When planning for your retirement, it’s important to take into account your own life and preferences to determine when the best time to retire will be for you specifically, and to plan ahead for the transition to make it as smooth as possible.
Budget Ahead Of Time
Financial concerns are one of the most important concerns that most people have regarding their retirement, and for good reason – the whole point of retirement is to stop working, but when you stop working, you also stop bringing in an income. Prior to stopping that income, you need to understand your monthly expenses, and how they may or may not change once you retire.
Consider everything within your budget, from your housing (will you continue to pay a mortgage or will your home be paid off? Will you move?) to your healthcare costs (your healthcare costs may increase as you age) and your daily living expenses (will you be spending more money if you’re not working for example).

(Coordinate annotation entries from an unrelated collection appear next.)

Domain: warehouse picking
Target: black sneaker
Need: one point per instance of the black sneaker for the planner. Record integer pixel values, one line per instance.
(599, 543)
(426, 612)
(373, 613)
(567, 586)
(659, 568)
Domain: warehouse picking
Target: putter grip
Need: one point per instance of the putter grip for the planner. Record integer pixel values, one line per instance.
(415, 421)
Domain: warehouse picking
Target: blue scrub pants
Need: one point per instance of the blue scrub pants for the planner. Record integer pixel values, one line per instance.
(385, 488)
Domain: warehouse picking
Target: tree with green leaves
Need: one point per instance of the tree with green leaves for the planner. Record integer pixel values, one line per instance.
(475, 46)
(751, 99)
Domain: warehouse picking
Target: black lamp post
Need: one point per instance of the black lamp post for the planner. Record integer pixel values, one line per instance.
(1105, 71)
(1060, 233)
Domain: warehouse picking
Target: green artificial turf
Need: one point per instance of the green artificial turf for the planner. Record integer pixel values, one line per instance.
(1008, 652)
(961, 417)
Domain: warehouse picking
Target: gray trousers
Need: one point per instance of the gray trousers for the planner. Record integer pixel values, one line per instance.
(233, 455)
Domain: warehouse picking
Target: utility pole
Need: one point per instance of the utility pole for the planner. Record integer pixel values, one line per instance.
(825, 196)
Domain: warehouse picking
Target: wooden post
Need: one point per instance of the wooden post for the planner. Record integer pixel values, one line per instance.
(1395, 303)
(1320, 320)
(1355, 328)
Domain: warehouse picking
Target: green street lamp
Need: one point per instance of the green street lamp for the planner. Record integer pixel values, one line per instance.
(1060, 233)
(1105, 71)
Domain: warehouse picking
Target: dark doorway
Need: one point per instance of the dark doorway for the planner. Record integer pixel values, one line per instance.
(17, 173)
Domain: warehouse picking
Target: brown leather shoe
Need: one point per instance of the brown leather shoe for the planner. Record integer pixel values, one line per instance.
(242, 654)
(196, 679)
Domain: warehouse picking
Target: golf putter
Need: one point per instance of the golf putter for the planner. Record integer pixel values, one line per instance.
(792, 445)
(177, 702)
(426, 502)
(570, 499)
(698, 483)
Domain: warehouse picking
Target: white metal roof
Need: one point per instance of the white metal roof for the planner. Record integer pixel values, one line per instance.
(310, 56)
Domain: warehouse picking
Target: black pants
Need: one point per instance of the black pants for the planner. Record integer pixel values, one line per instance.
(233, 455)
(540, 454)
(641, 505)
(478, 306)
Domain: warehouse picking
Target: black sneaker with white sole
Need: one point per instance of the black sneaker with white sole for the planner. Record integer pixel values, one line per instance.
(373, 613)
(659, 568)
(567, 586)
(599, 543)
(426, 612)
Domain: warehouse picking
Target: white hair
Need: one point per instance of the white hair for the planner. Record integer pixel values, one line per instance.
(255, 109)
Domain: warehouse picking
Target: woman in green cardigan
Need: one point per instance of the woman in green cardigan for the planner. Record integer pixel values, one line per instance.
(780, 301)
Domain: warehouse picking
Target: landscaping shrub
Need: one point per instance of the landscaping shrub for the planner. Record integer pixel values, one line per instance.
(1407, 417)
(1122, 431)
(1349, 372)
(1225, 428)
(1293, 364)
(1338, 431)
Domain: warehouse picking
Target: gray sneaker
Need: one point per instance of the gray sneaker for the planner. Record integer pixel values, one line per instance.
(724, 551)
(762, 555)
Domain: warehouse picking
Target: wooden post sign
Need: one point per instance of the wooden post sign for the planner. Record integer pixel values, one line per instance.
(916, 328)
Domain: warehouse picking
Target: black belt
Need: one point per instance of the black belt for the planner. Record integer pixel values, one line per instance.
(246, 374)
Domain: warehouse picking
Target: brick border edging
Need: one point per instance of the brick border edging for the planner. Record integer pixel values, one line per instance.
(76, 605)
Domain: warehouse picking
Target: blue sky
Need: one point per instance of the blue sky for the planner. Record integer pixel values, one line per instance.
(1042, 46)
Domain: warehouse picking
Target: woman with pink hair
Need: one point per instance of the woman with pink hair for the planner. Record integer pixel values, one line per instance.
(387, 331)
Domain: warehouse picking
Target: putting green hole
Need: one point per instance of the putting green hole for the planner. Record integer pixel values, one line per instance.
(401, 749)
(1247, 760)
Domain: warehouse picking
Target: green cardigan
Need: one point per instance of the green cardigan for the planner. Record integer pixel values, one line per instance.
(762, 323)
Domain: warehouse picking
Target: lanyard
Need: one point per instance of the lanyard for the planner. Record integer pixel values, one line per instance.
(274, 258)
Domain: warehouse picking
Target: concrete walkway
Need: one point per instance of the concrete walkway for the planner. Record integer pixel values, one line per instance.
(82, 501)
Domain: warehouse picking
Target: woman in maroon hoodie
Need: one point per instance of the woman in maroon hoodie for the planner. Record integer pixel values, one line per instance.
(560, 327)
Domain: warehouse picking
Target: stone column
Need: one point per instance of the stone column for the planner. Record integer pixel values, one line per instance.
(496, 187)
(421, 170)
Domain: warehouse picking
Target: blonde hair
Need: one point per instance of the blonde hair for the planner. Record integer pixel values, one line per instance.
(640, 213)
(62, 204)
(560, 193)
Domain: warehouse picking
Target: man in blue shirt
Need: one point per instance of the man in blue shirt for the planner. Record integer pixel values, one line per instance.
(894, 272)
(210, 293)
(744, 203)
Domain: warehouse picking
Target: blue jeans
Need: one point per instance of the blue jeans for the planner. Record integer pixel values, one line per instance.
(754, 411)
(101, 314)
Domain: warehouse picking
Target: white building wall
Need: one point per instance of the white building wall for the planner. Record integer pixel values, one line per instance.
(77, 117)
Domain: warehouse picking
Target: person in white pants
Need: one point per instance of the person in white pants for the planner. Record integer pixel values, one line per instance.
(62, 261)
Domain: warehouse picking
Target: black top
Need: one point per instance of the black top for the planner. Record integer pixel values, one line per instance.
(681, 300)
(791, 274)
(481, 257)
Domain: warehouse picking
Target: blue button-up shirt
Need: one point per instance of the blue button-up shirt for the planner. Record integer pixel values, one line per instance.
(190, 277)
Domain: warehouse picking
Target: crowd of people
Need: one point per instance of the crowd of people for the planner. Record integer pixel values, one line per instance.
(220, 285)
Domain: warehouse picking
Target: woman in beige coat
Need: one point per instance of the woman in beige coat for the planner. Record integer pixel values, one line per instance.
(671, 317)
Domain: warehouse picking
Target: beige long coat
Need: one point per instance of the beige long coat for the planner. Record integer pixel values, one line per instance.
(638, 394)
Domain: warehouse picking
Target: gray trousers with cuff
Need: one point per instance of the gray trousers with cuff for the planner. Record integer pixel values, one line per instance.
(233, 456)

While you’re still working, you may wish to pay down debts and reduce your costs. Working with a financial advisor may help you to get a better understanding of how prepared you are financially for your retirement.
Account For Inflation
When you’ve created a budget for your retirement, don’t forget to account for potential inflation. While you may have saved well and feel prepared, it’s important to factor in inflation into your equation to make sure that inflation doesn’t outpace what you have saved.
Adjust Your Strategy
As you get closer to your retirement, adjust your investment strategy as needed. Perhaps you need to review your investments and change allocations or adopt a more conservative approach. Ensure that your portfolio remains diversified throughout your savings to manage risk, and stay on top of reviewing your portfolio while you are investing to make sure that it aligns with your goals and risk tolerance.
If you’ve been investing on your own, it may help to have a second set of eyes (such as a financial advisor or tax professional) review your finances with you to help you feel secure that you’re on track.
Plan For Your Time
One of the most shocking transitions in retirement is the downtime for many people who are used to the grind for their entire lives – it can be jarring to wake up with nothing to do suddenly. Plan ahead for how you’d like to spend your time in retirement by cultivating your hobbies now and determine if you’d like to start new hobbies or ventures in your retirement years.
You might wish to pursue part-time job opportunities or volunteer work, or perhaps you’d like to take classes to learn a new skill. Or you may wish to take up exercise classes or take care of your grandchildren. It helps to have an idea of how you’d like to spend your time once you’ve got it to spend so that you’re not floundering and feeling lost.